CDD: conserved domains and protein three-dimensional structure

Marchler-Bauer, Aron; Zheng, Chanjuan; Chitsaz, Farideh; Derbyshire, Myra K.; Geer, Lewis Y.; Geer, Renata C.; Gonzales, Noreen R.; Gwadz, Marc; Hurwitz, David I.; Lanczycki, Christopher J.; Lu, Fu; Lu, Shennan; Marchler, Gabriele H.; Song, James S.; Thanki, Narmada; Yamashita, Roxanne A.; Zhang, Dachuan; Bryant, Stephen H.

doi:10.1093/nar/gks1243

Abstract

CDD, the Conserved Domain Database, is part of NCBI’s Entrez query and retrieval system and is also accessible via http://www.ncbi.nlm.nih.gov/Structure/cdd/cdd.shtml. CDD provides annotation of protein sequences with the location of conserved domain footprints and functional sites inferred from these footprints. Pre-computed annotation is available via Entrez, and interactive search services accept single protein or nucleotide queries, as well as batch submissions of protein query sequences, utilizing RPS-BLAST to rapidly identify putative matches. CDD incorporates several protein domain and full-length protein model collections, and maintains an active curation effort that aims at providing fine grained classifications for major and well-characterized protein domain families, as supported by available protein three-dimensional (3D) structure and the published literature. To this date, the majority of protein 3D structures are represented by models tracked by CDD, and CDD curators are characterizing novel families that emerge from protein structure determination efforts.

INTRODUCTION

Protein domains were initially described as stable or autonomously folding units of protein structure, inspired by first results from the experimental characterization of protein three-dimensional (3D) structure. This definition of protein domains tends to coincide remarkably often with what has emerged from systematic analyses of sequence data—the characterization of protein domains as units of molecular evolution. The majority of protein domain models collected in databases such as Pfam (1) and SMART (2), the contents of which have been incorporated into Conserved Domain Database (CDD), stem from the results of such sequence analyses, and the CDD in-house curation effort has adopted a similar view of protein domains. Even if the analysis of 3D structure suggests the presence of two or more structurally autonomous units, or ancient rearrangements at the gene level have resulted in tandemly repeated units, a domain model would not be split into smaller parts unless the analysis of sequence and structure databases strongly suggests that fragments homologous to one or more such smaller parts exist in different contexts.

While domain models encountered in CDD may not always reflect domains as inferred from analysis of 3D structure, the CDD curation effort does make use of 3D structure to delineate the boundaries of domain footprints and to guide MSA (multiple sequence alignment) models so that they agree with the results of 3D structure superposition. Protein 3D structure also serves as the template to define an MSA’s core block structure, following a simple model where structurally conserved and/or buried elements of protein 3D structure correspond to sequence regions that do not accumulate length variation in molecular evolution. In the CDD alignment model, all length variation is represented by unaligned regions between such conserved blocks, and unaligned regions often correspond to loops between secondary structure elements in protein 3D structure. Although this may seem oversimplified, it has not hampered our ability to utilize such MSAs for the detection of evolutionarily conserved and functionally distinct sub-families, which are often curated as separate models in hierarchically organized representations of domain superfamilies. CDD’s hierarchical classifications are cross-validated by CDD curators against classifications available in the published literature, and more recently against computationally generated classifications based on the detection of signature sequence motifs characteristic for protein domain families and sub-families (3).

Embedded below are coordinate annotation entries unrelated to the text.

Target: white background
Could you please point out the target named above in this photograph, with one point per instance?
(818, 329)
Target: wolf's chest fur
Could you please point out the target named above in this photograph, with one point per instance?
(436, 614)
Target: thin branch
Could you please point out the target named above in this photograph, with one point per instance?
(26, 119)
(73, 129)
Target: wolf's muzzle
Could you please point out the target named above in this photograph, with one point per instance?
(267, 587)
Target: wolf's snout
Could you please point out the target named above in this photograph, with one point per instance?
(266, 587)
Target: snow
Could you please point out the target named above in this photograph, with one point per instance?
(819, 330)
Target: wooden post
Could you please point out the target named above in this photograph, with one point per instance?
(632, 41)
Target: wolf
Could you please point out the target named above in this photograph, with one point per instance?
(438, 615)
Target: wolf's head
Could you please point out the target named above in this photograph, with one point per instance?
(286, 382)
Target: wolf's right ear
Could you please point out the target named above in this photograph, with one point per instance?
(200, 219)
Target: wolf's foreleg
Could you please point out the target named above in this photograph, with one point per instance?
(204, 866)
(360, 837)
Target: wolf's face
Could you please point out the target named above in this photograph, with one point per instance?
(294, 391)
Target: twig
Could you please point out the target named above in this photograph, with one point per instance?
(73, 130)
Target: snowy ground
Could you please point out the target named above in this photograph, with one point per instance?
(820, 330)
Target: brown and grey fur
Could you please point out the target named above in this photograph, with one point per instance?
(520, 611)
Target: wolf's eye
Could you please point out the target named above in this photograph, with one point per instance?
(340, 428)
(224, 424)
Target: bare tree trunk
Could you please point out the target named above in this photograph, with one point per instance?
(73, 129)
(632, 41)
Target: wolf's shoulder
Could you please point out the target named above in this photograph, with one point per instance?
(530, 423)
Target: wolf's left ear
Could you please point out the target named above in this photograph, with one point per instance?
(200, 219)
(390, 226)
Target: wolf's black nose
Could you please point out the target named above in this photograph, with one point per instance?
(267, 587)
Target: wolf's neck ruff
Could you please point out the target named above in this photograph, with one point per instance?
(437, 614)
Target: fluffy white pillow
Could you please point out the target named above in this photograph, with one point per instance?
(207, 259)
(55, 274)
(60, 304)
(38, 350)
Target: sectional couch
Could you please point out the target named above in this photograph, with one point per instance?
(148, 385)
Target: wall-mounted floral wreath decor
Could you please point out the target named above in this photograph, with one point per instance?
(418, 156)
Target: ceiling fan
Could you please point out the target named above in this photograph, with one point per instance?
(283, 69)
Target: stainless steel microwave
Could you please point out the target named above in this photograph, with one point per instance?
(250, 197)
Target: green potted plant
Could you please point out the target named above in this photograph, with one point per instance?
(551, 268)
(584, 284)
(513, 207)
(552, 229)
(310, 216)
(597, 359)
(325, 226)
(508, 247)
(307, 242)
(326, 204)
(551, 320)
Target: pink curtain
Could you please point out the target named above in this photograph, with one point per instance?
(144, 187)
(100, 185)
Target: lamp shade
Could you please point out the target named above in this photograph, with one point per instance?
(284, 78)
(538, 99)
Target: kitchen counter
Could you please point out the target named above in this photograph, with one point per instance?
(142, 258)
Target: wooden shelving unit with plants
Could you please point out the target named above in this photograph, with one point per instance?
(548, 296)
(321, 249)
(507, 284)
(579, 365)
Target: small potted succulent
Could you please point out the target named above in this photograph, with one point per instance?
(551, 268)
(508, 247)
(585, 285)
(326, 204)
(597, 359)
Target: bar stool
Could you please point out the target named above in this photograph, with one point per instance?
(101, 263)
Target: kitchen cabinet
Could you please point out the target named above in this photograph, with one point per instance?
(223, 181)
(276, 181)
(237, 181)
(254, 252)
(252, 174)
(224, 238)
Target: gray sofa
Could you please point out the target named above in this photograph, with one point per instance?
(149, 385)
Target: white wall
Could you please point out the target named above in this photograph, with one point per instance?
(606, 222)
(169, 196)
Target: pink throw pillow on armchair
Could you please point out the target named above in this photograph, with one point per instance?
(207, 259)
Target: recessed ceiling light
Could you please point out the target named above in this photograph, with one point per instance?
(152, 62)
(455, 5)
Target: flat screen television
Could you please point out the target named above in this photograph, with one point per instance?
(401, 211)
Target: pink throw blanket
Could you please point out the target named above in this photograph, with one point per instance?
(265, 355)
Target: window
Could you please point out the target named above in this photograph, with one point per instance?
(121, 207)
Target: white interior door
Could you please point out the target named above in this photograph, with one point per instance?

Protein 3D structure also serves as evidence for functional sites that are annotated on conserved domain models, such as active sites and binding sites for substrates, cofactors, drugs, nucleic acids and other polypeptides. As CDD employs 3D structure throughout the model building and annotation process, the curation effort has benefited greatly from the increase in available 3D structure data as brought on by the Protein Structure Initiative (4) and the continuous growth of the Protein Data Bank (5).

The current version of CDD, v3.08, contains 43 212 alignment models, of which 8566 have been curated by NCBI. Other models originate from Pfam (1), SMART (2), COG (6), TIGRFAMs (7) and the NCBI Protein Clusters database (8). For detailed explanations of the tools and data provided by CDD, we direct the reader to the on-line documentation and earlier manuscripts (9). Here we give a brief account of recent changes to the protein sequence annotation services and discuss mutual coverage between conserved domain models and protein 3D structures.

CDD’S COVERAGE OF PROTEIN SEQUENCES AND 3D STRUCTURES

Currently, about 76% of protein sequences in Entrez (excluding sequences from metagenomes, which have been obtained via environmental sampling and are not included in the pre-computed annotation set) can be matched to one or more conserved domain models, inferring the function of more than 39 million publicly available proteins. When looking at only the subset of structure-linked protein sequences, which are derived from the processing of 3D structure (currently 213 507 entries), the fraction goes up to 94%, and is close to 98% when only considering structure-linked proteins with 50 amino acid residues or more (currently 199 602 entries). Somewhat higher numbers were recently reported by Xu and Dunbrack, using a multi-level procedure that combines sensitive profile searches with comparisons of protein 3D structure (10). After removing redundant data, we find around 1000 sequences derived from protein structure records that might belong to previously uncharacterized protein domain families. We have recently set up a monitoring system to track such 3D structure-derived proteins that are not covered by any domain model. From that list, we pick candidates for the curation of new domain models, particularly those that have related sequences, as identified by protein BLAST, with a wide phylogenetic spread. A large fraction of the cases turn out to be distant members of domain families that are already represented in CDD, at which point we schedule the family for re-curation so that we can extend its scope. Others are used as seeds to build new models.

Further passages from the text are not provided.